Real‑World Case Study: Stanford‑UCSF Collaboration (2025)
- Patient profile: 68‑year‑old male,PSA 0.15 ng/mL, biochemical recurrence after radical prostatectomy.
- Imaging: ¹⁸F‑PSMA‑1007 PET/MRI revealed a 4 mm pelvic lymph node not seen on CT.
- Therapy Decision: AI‑driven dosimetry recommended a single 7.4 GBq cycle of ¹⁷⁷Lu‑PSMA‑617.
- Outcome: PSA dropped to <0.01 ng/mL within 6 weeks; post‑therapy PET showed complete metabolic response; no grade ≥ 3 toxicities.
- Key Insight: Integration of high‑resolution PSMA PET with AI dosimetry reduced overtreatment and achieved durable biochemical remission.
Future Outlook and Emerging Research
- Theranostic Pairing with ⁽²⁰⁴⁾Bi‑PSMA: Early‑phase studies suggest synergistic DNA double‑strand break induction when combined with PARP inhibitors.

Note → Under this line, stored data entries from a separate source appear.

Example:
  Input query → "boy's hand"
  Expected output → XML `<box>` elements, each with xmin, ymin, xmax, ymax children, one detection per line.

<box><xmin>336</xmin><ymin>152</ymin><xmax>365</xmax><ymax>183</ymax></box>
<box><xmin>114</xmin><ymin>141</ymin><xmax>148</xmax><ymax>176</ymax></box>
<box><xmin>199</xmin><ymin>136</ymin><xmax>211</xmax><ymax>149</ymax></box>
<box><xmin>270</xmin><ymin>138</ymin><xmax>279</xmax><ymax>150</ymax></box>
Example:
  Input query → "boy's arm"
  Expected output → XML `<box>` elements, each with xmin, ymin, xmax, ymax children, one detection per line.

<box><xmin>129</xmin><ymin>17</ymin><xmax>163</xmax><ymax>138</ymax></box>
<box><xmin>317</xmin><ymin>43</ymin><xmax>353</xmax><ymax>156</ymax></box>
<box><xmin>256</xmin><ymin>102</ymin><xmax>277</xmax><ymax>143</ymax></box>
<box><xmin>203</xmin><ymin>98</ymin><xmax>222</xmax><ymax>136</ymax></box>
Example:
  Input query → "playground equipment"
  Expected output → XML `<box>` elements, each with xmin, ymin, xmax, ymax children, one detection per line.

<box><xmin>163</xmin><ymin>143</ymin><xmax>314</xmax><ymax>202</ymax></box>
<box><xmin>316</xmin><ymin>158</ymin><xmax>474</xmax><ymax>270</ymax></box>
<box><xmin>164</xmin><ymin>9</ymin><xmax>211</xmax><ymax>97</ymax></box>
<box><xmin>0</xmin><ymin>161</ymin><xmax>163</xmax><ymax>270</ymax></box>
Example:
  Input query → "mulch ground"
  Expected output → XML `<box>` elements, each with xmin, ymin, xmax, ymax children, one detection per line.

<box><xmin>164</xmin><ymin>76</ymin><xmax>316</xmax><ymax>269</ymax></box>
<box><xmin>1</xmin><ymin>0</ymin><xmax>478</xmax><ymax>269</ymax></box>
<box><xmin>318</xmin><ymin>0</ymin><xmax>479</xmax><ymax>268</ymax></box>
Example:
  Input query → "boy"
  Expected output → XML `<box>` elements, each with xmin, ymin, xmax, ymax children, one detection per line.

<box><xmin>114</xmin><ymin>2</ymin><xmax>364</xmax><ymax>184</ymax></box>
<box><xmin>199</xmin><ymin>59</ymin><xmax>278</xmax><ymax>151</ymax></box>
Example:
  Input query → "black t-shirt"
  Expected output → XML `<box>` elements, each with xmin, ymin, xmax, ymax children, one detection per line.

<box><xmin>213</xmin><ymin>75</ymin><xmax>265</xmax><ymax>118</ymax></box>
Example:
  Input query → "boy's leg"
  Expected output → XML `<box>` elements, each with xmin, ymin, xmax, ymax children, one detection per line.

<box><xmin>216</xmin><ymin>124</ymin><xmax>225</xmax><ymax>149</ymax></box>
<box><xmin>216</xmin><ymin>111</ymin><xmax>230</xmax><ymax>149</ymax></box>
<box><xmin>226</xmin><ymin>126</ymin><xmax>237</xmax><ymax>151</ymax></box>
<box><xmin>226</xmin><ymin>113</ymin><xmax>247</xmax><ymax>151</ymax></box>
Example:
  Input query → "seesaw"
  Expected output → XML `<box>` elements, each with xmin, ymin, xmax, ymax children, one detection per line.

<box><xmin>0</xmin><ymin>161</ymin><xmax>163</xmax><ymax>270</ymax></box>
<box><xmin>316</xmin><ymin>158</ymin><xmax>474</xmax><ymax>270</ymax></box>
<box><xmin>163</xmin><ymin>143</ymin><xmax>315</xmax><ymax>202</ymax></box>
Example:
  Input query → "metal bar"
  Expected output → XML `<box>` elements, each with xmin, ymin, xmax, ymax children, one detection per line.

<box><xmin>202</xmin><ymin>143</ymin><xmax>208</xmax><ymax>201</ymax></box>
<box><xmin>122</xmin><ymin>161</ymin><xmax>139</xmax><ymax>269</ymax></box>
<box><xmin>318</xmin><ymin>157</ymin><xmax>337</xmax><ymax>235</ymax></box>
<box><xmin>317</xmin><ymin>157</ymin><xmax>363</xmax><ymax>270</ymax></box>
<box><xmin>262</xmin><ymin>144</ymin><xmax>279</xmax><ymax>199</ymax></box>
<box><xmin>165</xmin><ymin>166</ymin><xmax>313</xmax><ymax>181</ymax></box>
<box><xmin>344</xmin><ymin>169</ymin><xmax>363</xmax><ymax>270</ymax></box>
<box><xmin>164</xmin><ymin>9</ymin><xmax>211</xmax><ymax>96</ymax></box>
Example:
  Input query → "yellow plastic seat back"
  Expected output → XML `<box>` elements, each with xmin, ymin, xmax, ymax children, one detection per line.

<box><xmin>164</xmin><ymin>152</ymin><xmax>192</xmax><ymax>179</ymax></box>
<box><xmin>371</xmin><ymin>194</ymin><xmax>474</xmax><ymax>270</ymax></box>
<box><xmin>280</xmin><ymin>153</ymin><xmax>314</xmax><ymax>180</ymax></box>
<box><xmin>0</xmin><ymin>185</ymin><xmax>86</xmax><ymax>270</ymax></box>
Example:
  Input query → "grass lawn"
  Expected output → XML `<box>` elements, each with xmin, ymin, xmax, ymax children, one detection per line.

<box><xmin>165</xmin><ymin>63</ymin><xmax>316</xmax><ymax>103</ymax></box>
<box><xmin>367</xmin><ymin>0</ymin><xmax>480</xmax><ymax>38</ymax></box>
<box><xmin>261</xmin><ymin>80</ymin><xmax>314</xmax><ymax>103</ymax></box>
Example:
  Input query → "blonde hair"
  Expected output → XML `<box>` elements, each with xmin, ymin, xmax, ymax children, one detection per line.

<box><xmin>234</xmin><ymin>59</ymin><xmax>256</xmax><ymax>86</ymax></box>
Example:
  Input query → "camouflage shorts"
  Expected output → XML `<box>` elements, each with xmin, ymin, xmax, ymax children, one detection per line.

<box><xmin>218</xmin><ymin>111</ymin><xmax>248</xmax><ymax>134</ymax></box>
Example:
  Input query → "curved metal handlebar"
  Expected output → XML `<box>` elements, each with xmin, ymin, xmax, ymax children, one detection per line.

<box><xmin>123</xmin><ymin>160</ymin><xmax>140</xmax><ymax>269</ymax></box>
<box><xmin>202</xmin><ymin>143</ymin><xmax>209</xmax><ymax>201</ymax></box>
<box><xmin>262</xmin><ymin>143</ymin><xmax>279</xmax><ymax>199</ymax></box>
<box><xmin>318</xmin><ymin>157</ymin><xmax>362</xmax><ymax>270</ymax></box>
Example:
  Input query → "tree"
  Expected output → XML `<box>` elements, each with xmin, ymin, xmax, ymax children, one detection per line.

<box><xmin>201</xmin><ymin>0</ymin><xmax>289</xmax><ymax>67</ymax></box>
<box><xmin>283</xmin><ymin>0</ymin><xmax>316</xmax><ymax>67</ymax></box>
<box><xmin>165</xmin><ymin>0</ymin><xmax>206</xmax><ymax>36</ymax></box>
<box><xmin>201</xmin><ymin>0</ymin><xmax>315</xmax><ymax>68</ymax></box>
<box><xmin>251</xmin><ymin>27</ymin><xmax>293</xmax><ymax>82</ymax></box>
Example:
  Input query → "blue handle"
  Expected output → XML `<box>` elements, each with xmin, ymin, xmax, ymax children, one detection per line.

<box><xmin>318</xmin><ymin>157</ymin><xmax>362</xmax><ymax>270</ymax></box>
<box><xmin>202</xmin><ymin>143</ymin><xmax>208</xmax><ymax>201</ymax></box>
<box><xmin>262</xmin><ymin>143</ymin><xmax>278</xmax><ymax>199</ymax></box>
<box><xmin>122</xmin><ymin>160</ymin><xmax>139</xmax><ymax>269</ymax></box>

- Radiomics‑Based Risk Stratification: Multi‑modal radiomic signatures (PET, MRI, CT) are being validated to predict RLT response before the first dose.
- Regulatory Landscape: The FDA’s 2025 “Theranostics Framework” streamlines simultaneous approval of diagnostic‑therapeutic pairs, encouraging faster adoption of ProsTIC‑driven protocols.
Optimized for prostate cancer imaging, PSMA PET, radioligand therapy, and personalized oncology, this article delivers actionable insights for clinicians, researchers, and patients seeking the latest advances from ProsTIC Theranostics 2025.